Rationale and objectives: To evaluate fractal-based computerized image analyses of mammographic parenchymal patterns in the task of differentiating between women at high risk and women at low risk for developing breast cancer.
Materials and methods: The fractal-based texture analyses are based on a box-counting method and a Minkowski dimension, and were performed within the parenchymal regions of normal mammograms. Four approaches were evaluated: 1) a conventional box-counting method, 2) a modified box-counting technique using linear discriminant analysis (LDA), 3) a global Minkowski dimension, and 4) a modified Minkowski technique using LDA. These fractal based texture features were extracted from regions of interest to assess the mammographic parenchymal patterns of the images. Receiver operating characteristic analysis was used to evaluate the performance of these features in the task of differentiating between the two groups of women.

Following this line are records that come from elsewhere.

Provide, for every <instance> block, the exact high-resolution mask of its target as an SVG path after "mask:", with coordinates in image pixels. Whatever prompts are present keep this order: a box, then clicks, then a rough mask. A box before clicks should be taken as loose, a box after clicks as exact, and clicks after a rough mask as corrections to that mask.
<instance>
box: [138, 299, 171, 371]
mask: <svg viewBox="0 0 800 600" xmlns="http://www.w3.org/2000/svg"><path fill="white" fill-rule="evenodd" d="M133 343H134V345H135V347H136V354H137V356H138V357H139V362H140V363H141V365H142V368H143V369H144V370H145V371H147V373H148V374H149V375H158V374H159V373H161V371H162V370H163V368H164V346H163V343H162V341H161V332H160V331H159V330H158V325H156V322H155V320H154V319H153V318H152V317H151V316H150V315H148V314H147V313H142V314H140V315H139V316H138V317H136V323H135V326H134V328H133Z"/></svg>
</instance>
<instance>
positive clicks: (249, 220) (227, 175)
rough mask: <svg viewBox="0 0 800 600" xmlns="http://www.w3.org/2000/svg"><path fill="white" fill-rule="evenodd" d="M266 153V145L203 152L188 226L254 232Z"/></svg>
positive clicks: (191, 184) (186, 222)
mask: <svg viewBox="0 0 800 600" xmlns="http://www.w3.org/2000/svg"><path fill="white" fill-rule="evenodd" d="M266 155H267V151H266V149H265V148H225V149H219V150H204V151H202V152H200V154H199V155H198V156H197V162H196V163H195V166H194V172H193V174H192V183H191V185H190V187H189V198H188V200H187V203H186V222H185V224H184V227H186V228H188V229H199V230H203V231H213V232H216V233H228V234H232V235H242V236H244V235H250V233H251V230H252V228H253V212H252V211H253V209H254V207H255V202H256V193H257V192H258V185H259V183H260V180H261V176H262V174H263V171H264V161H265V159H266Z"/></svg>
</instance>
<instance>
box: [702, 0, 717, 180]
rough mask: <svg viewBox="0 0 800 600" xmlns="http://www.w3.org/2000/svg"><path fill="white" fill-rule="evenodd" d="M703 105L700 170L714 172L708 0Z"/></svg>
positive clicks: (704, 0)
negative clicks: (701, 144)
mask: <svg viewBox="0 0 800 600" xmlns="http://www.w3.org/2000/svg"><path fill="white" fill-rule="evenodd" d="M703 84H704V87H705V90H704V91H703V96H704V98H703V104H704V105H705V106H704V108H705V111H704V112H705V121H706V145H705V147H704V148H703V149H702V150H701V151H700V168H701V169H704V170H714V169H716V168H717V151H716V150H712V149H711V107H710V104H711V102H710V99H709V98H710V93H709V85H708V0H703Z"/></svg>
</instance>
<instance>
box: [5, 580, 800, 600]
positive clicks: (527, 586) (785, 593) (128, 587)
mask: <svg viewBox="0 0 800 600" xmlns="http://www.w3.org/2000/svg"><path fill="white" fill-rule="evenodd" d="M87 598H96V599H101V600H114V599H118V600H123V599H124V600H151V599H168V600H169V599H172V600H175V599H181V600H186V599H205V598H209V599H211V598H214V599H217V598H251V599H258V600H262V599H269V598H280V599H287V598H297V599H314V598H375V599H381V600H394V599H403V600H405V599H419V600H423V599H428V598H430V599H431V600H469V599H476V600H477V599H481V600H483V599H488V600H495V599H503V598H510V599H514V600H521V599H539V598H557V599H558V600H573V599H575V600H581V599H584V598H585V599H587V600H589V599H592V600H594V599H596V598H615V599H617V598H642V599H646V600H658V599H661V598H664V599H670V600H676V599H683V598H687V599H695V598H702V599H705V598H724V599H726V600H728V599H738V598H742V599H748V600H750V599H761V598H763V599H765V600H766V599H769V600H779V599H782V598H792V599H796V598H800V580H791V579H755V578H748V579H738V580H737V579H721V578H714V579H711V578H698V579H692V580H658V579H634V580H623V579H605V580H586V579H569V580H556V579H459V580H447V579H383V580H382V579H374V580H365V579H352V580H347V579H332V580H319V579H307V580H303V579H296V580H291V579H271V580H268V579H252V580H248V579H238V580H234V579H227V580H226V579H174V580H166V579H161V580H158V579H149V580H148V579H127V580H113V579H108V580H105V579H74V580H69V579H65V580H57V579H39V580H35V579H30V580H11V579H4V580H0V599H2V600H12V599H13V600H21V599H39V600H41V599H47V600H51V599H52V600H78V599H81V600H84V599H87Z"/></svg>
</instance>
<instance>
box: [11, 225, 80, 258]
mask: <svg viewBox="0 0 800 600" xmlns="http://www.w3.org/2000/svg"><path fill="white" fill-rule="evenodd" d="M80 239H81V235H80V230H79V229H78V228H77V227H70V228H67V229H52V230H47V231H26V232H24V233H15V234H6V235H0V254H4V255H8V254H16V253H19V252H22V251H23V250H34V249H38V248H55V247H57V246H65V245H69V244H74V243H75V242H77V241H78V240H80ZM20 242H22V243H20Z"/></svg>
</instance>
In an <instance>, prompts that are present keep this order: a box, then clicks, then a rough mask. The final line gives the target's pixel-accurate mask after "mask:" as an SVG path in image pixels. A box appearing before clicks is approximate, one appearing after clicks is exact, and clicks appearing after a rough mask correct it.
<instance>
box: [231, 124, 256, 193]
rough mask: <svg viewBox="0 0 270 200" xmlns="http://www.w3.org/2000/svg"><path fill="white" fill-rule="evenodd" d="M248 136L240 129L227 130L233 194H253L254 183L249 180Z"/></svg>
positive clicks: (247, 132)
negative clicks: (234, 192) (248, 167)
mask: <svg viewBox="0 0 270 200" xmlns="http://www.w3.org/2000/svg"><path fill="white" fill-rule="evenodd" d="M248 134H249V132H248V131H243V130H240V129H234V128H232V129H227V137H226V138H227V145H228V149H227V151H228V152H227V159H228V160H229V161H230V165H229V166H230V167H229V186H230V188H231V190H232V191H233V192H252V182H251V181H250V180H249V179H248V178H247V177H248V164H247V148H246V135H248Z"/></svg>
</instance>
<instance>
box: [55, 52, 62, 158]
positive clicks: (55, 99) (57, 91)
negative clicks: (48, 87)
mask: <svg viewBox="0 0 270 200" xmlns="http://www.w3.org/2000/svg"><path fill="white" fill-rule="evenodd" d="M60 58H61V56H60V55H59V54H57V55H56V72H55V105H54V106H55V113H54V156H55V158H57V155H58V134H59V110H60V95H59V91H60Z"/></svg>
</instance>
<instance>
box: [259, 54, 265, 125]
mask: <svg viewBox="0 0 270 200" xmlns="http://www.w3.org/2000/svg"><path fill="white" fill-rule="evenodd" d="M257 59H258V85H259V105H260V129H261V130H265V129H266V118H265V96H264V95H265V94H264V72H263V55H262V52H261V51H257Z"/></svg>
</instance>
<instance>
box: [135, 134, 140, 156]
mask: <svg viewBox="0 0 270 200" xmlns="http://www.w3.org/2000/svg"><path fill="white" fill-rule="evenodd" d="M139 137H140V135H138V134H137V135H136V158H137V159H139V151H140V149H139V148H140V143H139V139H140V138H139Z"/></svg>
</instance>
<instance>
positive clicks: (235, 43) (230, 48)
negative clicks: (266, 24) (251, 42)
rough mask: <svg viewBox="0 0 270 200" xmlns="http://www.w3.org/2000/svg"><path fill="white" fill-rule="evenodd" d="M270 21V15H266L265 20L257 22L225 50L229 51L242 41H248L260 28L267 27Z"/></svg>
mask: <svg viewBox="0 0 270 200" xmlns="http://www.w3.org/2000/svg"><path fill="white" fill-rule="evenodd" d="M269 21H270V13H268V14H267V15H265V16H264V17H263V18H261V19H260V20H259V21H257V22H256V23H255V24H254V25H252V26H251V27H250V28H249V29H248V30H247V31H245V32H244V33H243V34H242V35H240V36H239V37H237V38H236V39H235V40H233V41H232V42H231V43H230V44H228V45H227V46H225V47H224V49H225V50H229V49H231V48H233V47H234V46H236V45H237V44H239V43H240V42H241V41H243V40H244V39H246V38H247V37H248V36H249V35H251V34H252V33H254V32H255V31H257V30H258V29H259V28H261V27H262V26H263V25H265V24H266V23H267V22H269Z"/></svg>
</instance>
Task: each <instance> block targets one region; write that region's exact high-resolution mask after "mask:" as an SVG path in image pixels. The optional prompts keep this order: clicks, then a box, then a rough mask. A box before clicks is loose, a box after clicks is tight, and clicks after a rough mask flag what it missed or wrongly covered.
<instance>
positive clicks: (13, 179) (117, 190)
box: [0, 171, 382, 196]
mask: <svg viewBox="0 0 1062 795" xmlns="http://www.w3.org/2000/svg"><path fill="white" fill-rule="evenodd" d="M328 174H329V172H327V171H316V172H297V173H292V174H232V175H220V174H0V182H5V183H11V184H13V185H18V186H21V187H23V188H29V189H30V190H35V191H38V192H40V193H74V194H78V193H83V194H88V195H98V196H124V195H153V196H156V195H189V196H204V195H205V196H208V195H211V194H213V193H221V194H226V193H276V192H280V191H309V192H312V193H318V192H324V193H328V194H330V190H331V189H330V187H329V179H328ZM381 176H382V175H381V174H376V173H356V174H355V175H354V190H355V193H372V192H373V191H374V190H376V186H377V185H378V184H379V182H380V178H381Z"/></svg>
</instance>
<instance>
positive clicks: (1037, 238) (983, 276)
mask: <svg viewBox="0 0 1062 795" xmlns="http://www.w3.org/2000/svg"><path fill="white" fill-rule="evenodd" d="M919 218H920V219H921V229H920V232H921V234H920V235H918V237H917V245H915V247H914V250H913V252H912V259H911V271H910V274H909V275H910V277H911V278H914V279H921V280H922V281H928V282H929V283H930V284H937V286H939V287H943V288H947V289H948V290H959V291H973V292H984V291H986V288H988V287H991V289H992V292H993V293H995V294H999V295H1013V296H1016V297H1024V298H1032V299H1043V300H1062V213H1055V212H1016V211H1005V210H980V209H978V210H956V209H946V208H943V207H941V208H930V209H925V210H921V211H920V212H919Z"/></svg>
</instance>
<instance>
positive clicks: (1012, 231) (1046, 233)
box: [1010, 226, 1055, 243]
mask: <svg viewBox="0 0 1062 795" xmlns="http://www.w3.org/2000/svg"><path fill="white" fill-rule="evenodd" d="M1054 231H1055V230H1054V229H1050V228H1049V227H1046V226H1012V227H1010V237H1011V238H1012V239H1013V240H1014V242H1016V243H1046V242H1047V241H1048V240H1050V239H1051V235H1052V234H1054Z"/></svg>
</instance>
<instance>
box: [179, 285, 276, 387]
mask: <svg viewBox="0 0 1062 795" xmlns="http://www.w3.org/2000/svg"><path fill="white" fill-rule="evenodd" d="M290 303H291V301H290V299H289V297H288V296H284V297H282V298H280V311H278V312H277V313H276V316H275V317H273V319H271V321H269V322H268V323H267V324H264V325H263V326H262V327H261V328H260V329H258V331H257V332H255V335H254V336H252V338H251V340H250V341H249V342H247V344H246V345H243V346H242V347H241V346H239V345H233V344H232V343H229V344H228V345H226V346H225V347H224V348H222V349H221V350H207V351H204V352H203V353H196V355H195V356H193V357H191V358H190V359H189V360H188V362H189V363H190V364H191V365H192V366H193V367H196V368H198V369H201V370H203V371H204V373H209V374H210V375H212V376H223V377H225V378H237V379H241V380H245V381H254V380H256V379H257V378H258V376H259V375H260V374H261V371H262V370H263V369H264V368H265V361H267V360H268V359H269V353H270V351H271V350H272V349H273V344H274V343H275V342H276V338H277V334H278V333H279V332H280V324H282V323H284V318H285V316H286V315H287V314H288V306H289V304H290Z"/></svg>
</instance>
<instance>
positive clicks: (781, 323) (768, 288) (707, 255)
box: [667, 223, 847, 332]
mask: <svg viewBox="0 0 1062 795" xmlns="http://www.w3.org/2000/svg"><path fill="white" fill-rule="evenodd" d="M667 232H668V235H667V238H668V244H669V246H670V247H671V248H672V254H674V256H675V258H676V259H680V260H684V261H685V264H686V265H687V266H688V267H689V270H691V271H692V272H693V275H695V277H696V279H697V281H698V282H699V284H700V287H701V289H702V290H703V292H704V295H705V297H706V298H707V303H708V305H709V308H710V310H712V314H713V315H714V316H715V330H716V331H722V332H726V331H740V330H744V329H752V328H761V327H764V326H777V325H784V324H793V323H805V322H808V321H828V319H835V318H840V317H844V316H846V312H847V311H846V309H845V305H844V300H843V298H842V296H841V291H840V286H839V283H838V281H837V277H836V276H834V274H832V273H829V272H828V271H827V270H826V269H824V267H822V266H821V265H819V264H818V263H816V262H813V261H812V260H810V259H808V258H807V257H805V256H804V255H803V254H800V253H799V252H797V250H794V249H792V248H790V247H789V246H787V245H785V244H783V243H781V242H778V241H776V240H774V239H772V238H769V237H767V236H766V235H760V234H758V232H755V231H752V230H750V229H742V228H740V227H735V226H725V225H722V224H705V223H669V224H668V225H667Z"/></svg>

Results: Receiver operating characteristic analysis yielded an A(z) value of 0.74 based on the conventional box-counting technique and an A(z) value of 0.84 based on the global Minkowski dimension in the task of distinguishing between the two groups. By using LDA to assess the characteristics of mammograms, A(z) values of 0.90 and 0.93 were obtained in differentiating the two groups, for the modified box-counting and Minkowski techniques, respectively. Statistically significant improvement was achieved (P < .05) with the new techniques compared to the conventional fractal analysis methods. A simulation study, which used the slope and intercept extracted from the least square fit of the experimental data with the LDA approaches, yielded A(z) values similar to those obtained with the conventional approaches in the task of differentiating between the two groups.
Conclusions: The proposed LDA approach improved significantly the separation between the two groups based on experimental data. Because this approach was used as a linear classifier rather than as a regression function, it combined the fractal analysis with the knowledge of the high- and low-risk patterns, and thus better characterized the multifractal nature of the parenchymal patterns. We believe that the proposed analyses based on the LDA technique to characterize mammographic parenchymal patterns may potentially yield radiographic markers for assessing breast cancer risk.